小上がりの和室

住宅にもバリアフリーが求められる現在、小上がりの和室は時代に背いた部屋のような気がする人もいるかもしれません。和室をどこに設けるかで悩む人も多いです。最近の人気の間取りは、リビング内やリビングの延長上に和室を設けることです。洋風のリビングと和風の畳の空間が違和感なく存在するには、高低差をつけてゾーニングする方法は有効的です。

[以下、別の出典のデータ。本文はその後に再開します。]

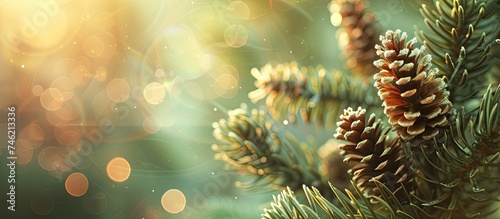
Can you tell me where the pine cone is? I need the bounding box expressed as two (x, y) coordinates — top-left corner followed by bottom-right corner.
(335, 107), (413, 202)
(318, 139), (351, 189)
(373, 30), (451, 146)
(329, 0), (380, 76)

和室を小上がりにすることで洋風のリビングと緩やかに空間を区切ることができます。またこの段差の高さが一つのポイントです。つまづきやすいほんの少しの段差ならつけない方がいいのです。高さを設けるのであればしっかりと設けましょう。そうすることで便利な腰掛スペースとして利用できるのです。足腰の弱ってきた高齢者は床や畳に座り込むのを嫌がります。なぜなら一度座ってしまえば、立ち上がる時に大きな動力を必要とするからです。立ったり座ったりがスムーズにできなくなった高齢者にとって、小上がりの和室は過ごしやすい和の空間でもあるのです。ここに腰を掛けて、そのままゴロンと体を倒して休むこともできます。それでも立ち上がりやすいため体に負担がかかりにくいのです。

また畳下に生まれるデッドスペースを利用して収納スペースを設けるのです。子どものおもちゃを収納するスペースとして、和室で利用する座布団を収納するスペースとして様々な物を収納できる便利なスペースとして活躍してくれるのです。LDKとの一体感を感じながらも、緩やかにゾーニングでき、小さい子どもから高齢者まで過ごしやすい和室になるのです。